A arqueóloga morreu na última quarta-feira (4) aos 92 anos, vítima de um infarto, em sua casa na cidade de São Raimundo Nonato. O trabalho de Guidon naquela região do Piauí integrou a ciência à comunidade local. A partir da criação do parque, em 1979, foi necessário estruturar a região, o que envolveu gerar renda e emprego para a população local.

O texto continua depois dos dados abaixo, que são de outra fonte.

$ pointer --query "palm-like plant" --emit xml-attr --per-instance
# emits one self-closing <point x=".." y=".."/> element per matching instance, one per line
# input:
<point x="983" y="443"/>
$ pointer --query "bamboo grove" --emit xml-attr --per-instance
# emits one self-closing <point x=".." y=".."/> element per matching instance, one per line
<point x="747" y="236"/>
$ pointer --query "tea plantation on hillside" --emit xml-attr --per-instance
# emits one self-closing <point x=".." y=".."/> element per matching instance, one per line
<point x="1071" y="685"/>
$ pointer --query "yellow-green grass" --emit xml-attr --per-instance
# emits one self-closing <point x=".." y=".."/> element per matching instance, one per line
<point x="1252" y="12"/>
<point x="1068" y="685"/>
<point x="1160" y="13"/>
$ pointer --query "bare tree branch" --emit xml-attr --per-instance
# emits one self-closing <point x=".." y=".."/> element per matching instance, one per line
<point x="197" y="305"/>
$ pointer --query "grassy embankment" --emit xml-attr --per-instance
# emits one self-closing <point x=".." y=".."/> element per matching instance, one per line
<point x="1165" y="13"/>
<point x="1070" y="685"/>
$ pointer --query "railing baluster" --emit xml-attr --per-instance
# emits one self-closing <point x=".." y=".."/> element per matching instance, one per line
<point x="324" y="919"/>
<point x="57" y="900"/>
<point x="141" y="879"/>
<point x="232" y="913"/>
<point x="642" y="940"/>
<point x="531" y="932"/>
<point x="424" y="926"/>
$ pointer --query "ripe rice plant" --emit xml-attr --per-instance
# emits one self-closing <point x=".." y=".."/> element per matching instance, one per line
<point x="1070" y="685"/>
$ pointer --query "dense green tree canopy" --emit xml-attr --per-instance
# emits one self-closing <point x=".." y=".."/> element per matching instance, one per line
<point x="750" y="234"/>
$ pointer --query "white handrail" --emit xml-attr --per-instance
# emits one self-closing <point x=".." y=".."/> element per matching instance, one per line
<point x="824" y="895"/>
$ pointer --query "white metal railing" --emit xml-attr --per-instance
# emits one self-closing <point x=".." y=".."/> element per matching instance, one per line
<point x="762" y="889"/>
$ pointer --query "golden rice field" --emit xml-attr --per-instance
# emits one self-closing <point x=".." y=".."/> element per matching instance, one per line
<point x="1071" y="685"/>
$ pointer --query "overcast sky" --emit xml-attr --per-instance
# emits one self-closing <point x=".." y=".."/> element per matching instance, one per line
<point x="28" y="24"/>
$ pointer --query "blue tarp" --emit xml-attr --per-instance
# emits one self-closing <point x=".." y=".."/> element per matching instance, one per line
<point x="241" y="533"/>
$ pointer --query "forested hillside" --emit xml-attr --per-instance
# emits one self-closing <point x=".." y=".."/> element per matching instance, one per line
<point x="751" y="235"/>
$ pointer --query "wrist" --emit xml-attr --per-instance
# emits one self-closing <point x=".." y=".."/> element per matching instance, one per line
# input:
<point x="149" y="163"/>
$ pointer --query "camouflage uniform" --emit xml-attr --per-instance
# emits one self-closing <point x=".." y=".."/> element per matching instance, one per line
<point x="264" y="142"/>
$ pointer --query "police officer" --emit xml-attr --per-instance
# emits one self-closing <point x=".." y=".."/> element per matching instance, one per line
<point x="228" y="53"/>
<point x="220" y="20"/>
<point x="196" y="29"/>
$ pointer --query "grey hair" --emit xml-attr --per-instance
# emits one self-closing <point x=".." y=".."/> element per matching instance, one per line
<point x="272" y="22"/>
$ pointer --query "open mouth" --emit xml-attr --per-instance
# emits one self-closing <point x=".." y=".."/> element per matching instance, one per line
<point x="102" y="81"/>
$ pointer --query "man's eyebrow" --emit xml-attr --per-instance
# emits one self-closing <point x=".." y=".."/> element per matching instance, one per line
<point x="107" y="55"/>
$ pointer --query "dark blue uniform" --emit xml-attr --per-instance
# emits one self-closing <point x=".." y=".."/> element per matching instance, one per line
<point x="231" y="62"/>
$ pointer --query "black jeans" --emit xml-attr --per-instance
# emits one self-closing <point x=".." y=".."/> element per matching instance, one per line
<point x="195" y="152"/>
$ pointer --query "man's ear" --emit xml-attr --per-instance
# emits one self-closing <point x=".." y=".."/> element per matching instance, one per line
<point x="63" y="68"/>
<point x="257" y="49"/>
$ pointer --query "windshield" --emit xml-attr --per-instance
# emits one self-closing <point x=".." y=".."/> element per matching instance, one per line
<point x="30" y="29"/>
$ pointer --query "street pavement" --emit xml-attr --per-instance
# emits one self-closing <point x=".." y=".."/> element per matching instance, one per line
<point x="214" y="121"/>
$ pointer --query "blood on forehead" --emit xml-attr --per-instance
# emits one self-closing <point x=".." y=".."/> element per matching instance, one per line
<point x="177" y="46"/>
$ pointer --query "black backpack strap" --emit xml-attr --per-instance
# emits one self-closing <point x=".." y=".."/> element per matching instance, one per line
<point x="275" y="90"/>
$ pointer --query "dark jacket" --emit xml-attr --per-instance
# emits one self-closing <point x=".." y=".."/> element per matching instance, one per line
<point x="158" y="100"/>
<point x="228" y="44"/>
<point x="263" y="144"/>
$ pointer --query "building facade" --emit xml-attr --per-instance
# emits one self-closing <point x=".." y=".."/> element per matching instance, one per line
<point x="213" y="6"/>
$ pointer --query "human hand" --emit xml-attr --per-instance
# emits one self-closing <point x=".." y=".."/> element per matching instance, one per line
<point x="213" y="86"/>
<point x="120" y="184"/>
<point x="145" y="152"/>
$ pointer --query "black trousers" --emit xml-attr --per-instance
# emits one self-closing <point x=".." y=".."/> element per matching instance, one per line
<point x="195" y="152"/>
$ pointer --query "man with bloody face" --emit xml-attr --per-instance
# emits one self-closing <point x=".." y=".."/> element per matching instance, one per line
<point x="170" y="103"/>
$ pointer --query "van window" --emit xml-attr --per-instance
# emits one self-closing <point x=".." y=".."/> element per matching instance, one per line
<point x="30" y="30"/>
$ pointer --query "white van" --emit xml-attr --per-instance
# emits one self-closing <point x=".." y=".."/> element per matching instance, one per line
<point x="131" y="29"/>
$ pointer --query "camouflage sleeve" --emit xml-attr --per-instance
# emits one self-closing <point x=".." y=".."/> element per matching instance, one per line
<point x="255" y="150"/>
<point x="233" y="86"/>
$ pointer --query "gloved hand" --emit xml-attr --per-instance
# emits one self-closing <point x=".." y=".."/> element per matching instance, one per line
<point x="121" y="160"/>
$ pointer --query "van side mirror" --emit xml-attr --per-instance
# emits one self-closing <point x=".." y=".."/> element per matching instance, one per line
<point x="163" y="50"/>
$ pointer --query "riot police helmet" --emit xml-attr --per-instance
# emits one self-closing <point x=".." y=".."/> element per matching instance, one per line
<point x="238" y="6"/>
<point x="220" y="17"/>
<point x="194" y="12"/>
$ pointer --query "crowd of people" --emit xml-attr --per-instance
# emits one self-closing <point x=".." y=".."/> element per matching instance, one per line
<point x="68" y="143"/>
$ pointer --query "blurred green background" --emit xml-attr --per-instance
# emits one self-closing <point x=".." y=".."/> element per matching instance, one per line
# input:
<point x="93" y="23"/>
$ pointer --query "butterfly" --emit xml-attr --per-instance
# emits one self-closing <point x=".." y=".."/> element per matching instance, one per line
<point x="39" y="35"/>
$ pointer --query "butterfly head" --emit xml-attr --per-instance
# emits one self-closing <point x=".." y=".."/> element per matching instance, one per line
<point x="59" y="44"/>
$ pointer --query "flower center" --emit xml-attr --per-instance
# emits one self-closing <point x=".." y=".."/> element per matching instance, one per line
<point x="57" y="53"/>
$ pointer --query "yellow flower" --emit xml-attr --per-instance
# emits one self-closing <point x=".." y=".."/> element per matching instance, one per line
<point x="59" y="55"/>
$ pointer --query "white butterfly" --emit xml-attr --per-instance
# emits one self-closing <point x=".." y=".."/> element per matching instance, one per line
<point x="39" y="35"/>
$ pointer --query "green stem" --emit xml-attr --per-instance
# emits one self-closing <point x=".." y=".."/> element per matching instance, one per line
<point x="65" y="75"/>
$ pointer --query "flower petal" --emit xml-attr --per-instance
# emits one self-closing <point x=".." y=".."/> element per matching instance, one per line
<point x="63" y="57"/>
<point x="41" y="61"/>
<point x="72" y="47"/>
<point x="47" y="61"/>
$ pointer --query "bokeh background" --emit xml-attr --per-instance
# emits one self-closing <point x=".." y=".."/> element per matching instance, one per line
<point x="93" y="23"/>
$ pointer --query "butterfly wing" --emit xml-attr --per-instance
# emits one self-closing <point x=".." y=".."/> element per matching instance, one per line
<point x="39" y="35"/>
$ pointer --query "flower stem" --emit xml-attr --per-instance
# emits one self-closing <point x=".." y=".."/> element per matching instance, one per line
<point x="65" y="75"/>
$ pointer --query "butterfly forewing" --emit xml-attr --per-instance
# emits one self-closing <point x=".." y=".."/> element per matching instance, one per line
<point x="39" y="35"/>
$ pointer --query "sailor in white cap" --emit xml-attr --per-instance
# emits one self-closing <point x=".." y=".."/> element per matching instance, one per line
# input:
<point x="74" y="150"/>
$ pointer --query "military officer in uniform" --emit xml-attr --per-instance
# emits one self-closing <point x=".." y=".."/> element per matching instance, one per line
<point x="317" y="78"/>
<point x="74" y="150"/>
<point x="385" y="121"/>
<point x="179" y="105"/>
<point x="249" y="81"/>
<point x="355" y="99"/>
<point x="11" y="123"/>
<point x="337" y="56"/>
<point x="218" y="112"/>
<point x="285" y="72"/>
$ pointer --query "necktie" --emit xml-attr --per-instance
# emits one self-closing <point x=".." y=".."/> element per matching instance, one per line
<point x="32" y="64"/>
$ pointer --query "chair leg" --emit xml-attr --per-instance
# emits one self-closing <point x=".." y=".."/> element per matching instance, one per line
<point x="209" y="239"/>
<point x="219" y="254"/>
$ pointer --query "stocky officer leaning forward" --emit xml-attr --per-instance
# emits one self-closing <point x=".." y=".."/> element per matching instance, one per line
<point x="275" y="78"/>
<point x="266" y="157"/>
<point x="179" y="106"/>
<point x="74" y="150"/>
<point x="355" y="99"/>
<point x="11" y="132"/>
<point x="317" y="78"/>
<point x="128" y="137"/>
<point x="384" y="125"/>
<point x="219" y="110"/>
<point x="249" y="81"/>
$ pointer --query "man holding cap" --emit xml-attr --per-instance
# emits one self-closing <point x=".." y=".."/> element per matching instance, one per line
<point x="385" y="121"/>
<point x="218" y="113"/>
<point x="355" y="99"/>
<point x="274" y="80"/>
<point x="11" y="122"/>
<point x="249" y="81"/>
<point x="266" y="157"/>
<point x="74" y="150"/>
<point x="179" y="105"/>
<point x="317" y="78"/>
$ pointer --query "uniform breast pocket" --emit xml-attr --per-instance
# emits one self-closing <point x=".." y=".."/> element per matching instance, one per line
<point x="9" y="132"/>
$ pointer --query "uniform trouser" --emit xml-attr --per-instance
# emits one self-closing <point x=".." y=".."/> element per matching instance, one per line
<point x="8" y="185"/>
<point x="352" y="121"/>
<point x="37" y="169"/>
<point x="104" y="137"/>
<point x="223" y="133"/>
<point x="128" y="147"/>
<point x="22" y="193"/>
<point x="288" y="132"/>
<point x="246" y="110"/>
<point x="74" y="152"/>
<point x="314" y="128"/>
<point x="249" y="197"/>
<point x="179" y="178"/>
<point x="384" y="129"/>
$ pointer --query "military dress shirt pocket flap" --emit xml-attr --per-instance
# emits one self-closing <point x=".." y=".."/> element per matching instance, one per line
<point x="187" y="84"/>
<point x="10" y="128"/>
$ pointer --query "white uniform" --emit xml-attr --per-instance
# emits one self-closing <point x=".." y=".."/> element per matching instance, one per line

Júnior nasceu em Sítio do Mocó, povoado localizado na cidade Coronel José Dias, próximo aos principais circuitos de visitação da serra. Ele frequentou as escolas integrais fundadas por Guidon como parte dos Núcleos de Apoio à Comunidade (NACs). O projeto, que começou em 1989 e foi até 2001, tinha como objetivo integrar as populações locais na proteção do parque.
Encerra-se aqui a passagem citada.